Rushing seems a mild form of violence. And, really, there’s no reason to hurry. There’s nothing to do. All we have to do is pay attention–all day long, day after day, week after week, month after month.

AND THEN THE RETREAT IS OVER. A FRIEND picks me up and, as we head home, she turns on the radio to a talk show and continues our conversation. My stomach clenches. The struggle to listen to her is almost painful. I beg her to flip to a classical music station. Better, but l can still feel the sound tugging at my poor brain. I haven’t multitasked in three months; I’m out of practice.

My apartment is unusually, wonderfully, silent. The windows are shut, and the sisal rugs absorb my footsteps. I open a window for air but immediately shut it when noise flies up from the street. A few minutes later, unpacking, I turn on the television for company. I have to turn it off instantly. Now I’m getting worried: The point of meditation is not to make you too delicate to live in the world. It’s to make you more resilient, not less. During the night, that first evening home, I’m awakened twice: a bus screeches to a stop at the light; someone yells. The next night, though, I sleep straight through. I’ve adjusted.

But I can’t help wondering if the racket is somehow getting to me, to all of us sleeping through noise, trying to read the newspaper or work while a television rants in the background. A friend tells me about a recent, ordinary evening at home: Every appliance was running–the dishwasher, the dryer, a fan; music was floating in from a distant room–and she wanted to scream, l understand: It’s hard work to not hear all those sounds. Even an air conditioner’s motor takes a toll: Your sigh of relief when you shut it off is a measure of the effort required to keep the hum out of your awareness.

I thought of my friend when I stopped for lunch one warm day at a restaurant open to the street. Between the clatter of dishes and the din of traffic, I felt as though someone was drumming on my brain. I put down my book and tuned into the sounds as though they were a piece of new music. Listening with curiosity, I began to hear the spaces between the sounds–the silences. Each one was like a little breath. I ended up feeling refreshed, and went back to my book.

Soon after that lunch Sharon Salzberg, one of my teachers from the retreat, visited New York. I ask her how she deals with the chaos of the city. “We can’t control the world,” she says. “The real silence is within–in not constantly reacting to sounds.” She’s learned to recognize the tension in her body that comes from trying to ward off noise; she breathes into it to relax. She also sometimes imagines her mind as big as the sky, with the sounds moving through it. “We can foster inner silence in the form of peace,” she says, “and take it with us anywhere.”

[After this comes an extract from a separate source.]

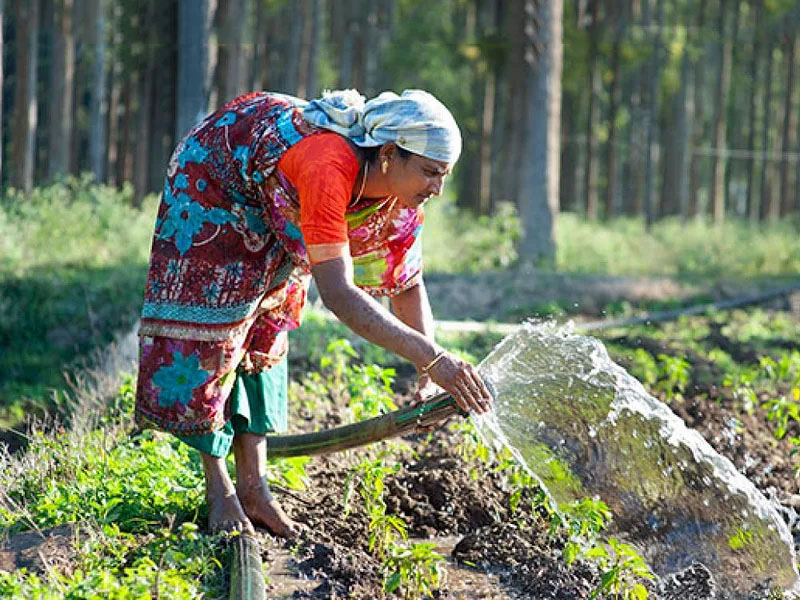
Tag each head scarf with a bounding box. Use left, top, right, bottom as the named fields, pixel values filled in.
left=301, top=89, right=462, bottom=164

This inner silence is our own private spa. We can pop in any time during the day for a quick rebalancing. And if that sounds … well, a little self-indulgent, remember the safety instructions for adults on airplanes. If there is a change in cabin pressure, the flight attendant says, adjust your own oxygen mask, then help those around you. In other words, first breathe. Then you’ll be ready to do whatever needs to be done.